Wall Street Set to Fight 401(k) Advice Rule in Public Hearings

December 12, 2023, 10:15 AM UTC

More than three dozen witnesses are set to testify on a US Labor Department proposal that would subject more financial professionals to tough fiduciary advice standards under federal benefits law.

DOL’s Employee Benefits Security Administration will host all-day hearings Tuesday and Wednesday, marking the first public clash between the Biden administration and Wall Street over the retirement advice proposal.

Fiduciary standards threaten the commissions many broker-dealers and insurance agents make for selling investment products to 401(k) participants who are cashing out their savings. Regulators say the proposed rule is necessary because advisers with conflicts of interest can steer workplace retirement assets into risky investments for their own personal gain. But regulated stakeholders—including insurance companies and major banks—argue fees-only fiduciary advice will price out low- and moderate-income savers.

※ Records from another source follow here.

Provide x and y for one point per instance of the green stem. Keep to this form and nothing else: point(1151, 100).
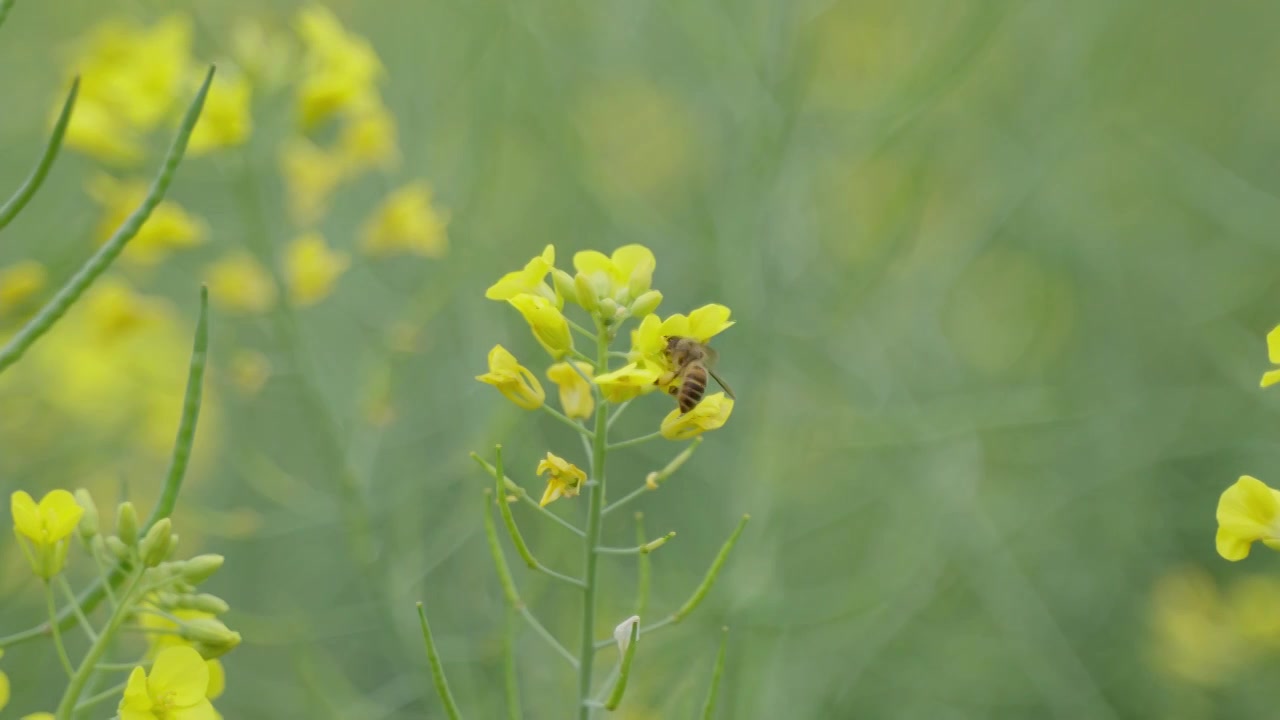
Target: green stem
point(112, 249)
point(46, 160)
point(95, 652)
point(58, 637)
point(442, 684)
point(594, 518)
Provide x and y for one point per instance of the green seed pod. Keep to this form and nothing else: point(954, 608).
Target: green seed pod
point(156, 543)
point(127, 523)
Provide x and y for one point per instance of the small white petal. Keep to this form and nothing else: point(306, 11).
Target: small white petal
point(622, 633)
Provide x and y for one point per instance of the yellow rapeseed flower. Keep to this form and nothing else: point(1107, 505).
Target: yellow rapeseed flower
point(1272, 377)
point(709, 414)
point(168, 228)
point(225, 119)
point(42, 529)
point(406, 222)
point(339, 69)
point(529, 279)
point(575, 390)
point(238, 282)
point(1247, 511)
point(177, 688)
point(563, 481)
point(312, 268)
point(368, 141)
point(18, 285)
point(622, 277)
point(310, 177)
point(630, 381)
point(513, 379)
point(549, 326)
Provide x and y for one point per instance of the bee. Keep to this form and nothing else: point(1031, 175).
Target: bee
point(693, 363)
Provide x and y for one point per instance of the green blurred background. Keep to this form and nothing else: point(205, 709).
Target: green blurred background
point(1001, 274)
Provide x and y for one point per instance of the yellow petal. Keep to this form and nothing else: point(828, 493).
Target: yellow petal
point(60, 514)
point(26, 515)
point(181, 674)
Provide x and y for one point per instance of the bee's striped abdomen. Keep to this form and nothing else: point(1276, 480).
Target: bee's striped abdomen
point(693, 387)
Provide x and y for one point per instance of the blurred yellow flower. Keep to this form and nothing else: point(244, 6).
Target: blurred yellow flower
point(176, 688)
point(549, 326)
point(131, 78)
point(1247, 511)
point(513, 379)
point(250, 370)
point(225, 121)
point(168, 228)
point(264, 54)
point(630, 381)
point(709, 414)
point(624, 277)
point(339, 69)
point(368, 141)
point(42, 529)
point(310, 177)
point(312, 268)
point(406, 222)
point(237, 282)
point(575, 390)
point(529, 279)
point(563, 481)
point(1272, 377)
point(18, 285)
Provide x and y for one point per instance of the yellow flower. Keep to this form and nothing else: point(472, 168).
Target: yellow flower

“The umbrella of covered fiduciary transactions is widening,” said Bonnie Treichel, founder and chief solutions officer at Endeavor Retirement, a plan sponsor consultancy. “This proposal is the widest it’s been yet.”

EBSA’s proposed rule would replace a nearly 50-year-old fiduciary investment advice regulation with a new facts-and-circumstances analysis that centers on whether an individual or business regularly makes investment recommendations, whether a particular recommendation is individualized, and whether it can be objectively viewed as part of a relationship of trust in the best interests of the investor.

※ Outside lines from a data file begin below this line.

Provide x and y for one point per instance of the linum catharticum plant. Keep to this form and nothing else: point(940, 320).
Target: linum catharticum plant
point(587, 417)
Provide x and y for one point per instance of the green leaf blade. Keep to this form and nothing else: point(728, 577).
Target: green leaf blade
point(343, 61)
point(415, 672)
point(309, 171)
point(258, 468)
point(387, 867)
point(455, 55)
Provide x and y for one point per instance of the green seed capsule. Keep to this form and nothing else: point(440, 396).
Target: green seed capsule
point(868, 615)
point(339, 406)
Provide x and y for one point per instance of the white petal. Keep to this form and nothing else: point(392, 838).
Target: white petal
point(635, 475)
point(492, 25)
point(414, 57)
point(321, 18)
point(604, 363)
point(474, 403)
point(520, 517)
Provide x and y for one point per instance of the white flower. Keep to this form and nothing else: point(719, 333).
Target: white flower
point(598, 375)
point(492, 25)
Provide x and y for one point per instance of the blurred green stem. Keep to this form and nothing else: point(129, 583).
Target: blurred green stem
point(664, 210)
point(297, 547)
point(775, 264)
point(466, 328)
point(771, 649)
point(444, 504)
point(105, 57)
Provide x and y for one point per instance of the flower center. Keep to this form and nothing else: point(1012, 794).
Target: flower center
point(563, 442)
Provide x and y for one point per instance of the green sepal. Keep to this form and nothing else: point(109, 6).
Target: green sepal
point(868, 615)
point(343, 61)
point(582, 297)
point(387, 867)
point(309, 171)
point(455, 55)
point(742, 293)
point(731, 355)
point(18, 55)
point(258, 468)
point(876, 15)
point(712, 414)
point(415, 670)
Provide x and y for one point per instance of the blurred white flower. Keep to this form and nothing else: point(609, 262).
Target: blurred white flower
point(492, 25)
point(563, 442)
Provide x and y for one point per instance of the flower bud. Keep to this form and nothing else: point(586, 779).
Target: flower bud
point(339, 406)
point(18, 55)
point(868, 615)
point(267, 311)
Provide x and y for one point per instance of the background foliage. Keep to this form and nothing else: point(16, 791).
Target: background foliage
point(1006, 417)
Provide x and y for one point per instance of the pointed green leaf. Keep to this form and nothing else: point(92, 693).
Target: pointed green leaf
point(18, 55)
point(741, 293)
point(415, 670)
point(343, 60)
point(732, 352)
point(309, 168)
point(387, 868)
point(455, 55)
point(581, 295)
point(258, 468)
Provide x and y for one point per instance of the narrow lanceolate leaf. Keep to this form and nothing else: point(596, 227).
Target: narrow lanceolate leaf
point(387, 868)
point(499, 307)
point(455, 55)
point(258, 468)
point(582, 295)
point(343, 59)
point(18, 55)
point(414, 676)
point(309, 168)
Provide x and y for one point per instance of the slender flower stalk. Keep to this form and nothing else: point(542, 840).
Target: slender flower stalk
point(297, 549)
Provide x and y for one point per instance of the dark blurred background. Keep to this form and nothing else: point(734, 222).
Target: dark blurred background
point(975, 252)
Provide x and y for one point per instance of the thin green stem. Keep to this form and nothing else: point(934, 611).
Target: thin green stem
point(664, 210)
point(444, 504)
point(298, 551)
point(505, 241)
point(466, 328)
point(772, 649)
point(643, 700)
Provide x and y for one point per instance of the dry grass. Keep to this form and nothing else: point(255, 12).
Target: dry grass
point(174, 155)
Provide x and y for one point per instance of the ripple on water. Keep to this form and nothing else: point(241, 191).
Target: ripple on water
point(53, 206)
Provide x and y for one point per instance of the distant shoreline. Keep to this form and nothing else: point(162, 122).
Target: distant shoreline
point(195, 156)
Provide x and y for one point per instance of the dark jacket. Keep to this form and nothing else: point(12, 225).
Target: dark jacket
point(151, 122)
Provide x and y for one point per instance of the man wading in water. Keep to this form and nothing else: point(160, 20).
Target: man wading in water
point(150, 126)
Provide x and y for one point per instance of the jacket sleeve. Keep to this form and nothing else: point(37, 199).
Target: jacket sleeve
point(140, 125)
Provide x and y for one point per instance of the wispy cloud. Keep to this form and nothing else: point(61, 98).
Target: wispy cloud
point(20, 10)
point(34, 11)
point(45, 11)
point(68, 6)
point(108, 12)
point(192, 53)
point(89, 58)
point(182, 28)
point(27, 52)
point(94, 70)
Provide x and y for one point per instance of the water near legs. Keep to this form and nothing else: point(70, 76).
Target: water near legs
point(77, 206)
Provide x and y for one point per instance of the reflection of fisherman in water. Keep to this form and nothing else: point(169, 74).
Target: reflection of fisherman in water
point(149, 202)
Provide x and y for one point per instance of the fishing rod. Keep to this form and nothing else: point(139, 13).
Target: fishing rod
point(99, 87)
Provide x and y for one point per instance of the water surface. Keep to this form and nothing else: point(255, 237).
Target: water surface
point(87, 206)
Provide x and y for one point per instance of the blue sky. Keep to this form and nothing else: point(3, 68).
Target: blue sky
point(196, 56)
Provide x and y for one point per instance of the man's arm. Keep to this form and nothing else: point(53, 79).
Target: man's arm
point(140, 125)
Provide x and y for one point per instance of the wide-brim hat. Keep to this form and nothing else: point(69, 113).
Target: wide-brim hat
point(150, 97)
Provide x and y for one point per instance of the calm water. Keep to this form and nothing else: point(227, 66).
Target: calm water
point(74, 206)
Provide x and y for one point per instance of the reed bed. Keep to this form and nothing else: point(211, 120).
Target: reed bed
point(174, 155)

Witnesses set to testify at the hearing include AARP, the American Council of Life Insurers, Federation of Americans for Consumer Choice, the American Bankers Association, and US Chamber of Commerce. Major Wall Street lobbying firms also slated to testify include the Securities Industry and Financial Markets Association, and Investment Company Institute.

By taking on fiduciary status, salespeople marketing financial products would be subject to tougher reporting and disclosure requirements, and their companies could be exposed to new legal risks. The department’s proposal has the potential to “reshape the financial markets,” said Josh Lichtenstein, a partner at Ropes & Gray LLP.

The agency’s focus on a person’s objective understanding of advice marks a renewed attempt to dodge a 2018 appeals court ruling that vacated a substantially similar Obama-era regulation aimed at sweeping more investment advisers under the DOL’s fiduciary umbrella.

“DOL’s proposal poses a threat to the ability of many Americans, especially those in underserved communities, to effectively save for their retirement,” said Mario Lopez, president of the Hispanic Leadership Fund in a letter to the department. “The proposed amendments are effectively the same (or in some cases worse) than the Department’s final 2016 Fiduciary Rule.”

Rollovers Targeted

By rejecting the 1975 five-part fiduciary definition, the agency would avoid a key element that requires “regular basis” relationships. Senior DOL officials have said they want to capture recommendations to roll investments out of a workplace retirement plan into bank or insurance products such as annuities.

Rollovers are often “the most important financial decision many people will ever make,” according to the Save Our Retirement coalition, a group of consumer advocate organizations who support the proposed rule. Rolling assets out of a plan covered by the Employee Retirement Income Security Act of 1974 (Pub. L. No. 93-406) into a lesser-regulated environment could expose investors to higher fees or even lock their savings away for years.

President Joe Biden characterized those rollovers that benefit brokers at the expense of their clients as “junk fees,” a consumer-focused messaging target his administration has adopted in the lead up to the 2024 election.

Meanwhile, EBSA has set an accelerated timeline to finalize the fiduciary rule ahead of the upcoming election. Regulators will want to effectuate the regulation well ahead of November to avoid the possibility of Congress passing a disapproval resolution or a new administration axing it.

This week’s hearings come in the middle of a 60-day window for public comment on the proposal, rather than at the end, which was the case for prior attempts at fiduciary rulemaking. EBSA denied a stakeholder request to extend the comment period. Groups critical of the rule said they needed more time, since the comment period runs through several end-of-year religious holidays.

The comment period is set to close Jan. 2.

Stakeholders are likely to use the hearings as a public stage to make their case that fiduciary investment advice is actually more expensive for consumers. As a result of the 2016 rule, more than 10 million smaller retirement account owners with more than $900 billion in savings lost the ability to work with their preferred financial professionals, a Deloitte LLP study found.

Plan sponsor advocates are aiming to advance their claim that the government is ignoring key distinctions between salesmanship and financial advice. EBSA’s rule would muddy the waters, they say, forcing thousands of investment advisers to comply with reworked best-interest exemptions that require them to formally accept fiduciary status and comply with costly disclosure requirements.

“Cutting off retirement options ignores the realities of the savings gap and builds a barrier to financial inclusion,” said Jillian Froment, executive vice president and general counsel of the American Council of Life Insurers.